Montag, 28. Dezember 2009

Fields of Freedom

In physics there is a very famous problem that heavily influenced the development of chaos theory. It's called the 'three-body problem', where you have completely deterministic projectories of bodies constrained by Newtonian laws. For example, if you have two bodies interacting, through gravity for example, everything is calculable and foreseeable. If you know where they are in relation to each at one moment, you can project a path and figure out where they were at any given moment in the past, or at a time in the future. But if you have three of them together what happens is that a margin of unpredictability creeps in. The paths can't be accurately determined after a point. They can turn erratic, ending up at totally different places than you'd expect. What has happened? How can chance creep into a totally deterministic system? It's not that the bodies have somehow broken the laws of physics. What happens is interference, or resonation. It's not really discrete bodies and paths interacting. It's fields. Gravity is a field - a field of potential attraction, collision, orbit, of potential centripetal and centrifugal movements. All these potentials form such complex interference patterns when three fields overlap that a measure of indeterminacy creeps in. It's not that we just don't have a detailed enough knowledge to predict. Accurate prediction is impossible because the indeterminacy is objective.
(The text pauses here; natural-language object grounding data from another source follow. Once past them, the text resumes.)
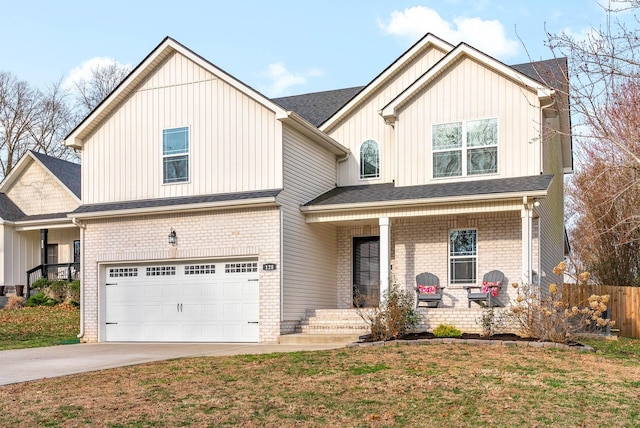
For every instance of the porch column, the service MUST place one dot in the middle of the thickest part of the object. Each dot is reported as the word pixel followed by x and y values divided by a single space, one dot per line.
pixel 527 218
pixel 385 255
pixel 44 241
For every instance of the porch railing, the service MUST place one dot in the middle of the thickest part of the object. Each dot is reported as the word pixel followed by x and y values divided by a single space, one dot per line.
pixel 53 271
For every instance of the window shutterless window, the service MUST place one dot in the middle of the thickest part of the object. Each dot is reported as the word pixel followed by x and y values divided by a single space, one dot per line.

So there's an objective degree of freedom even in the most deterministic system. Something in the coming-together of movements, even according to the strictest of laws, flips the constraints over into conditions of freedom. It's a relational effect, a complexity effect. Affect is like our human gravitational field, and what we call our freedom are its relational flips. Freedom is not about breaking or escaping constraints. It's about flipping them over into degrees of freedom. You can't really escape the constraints.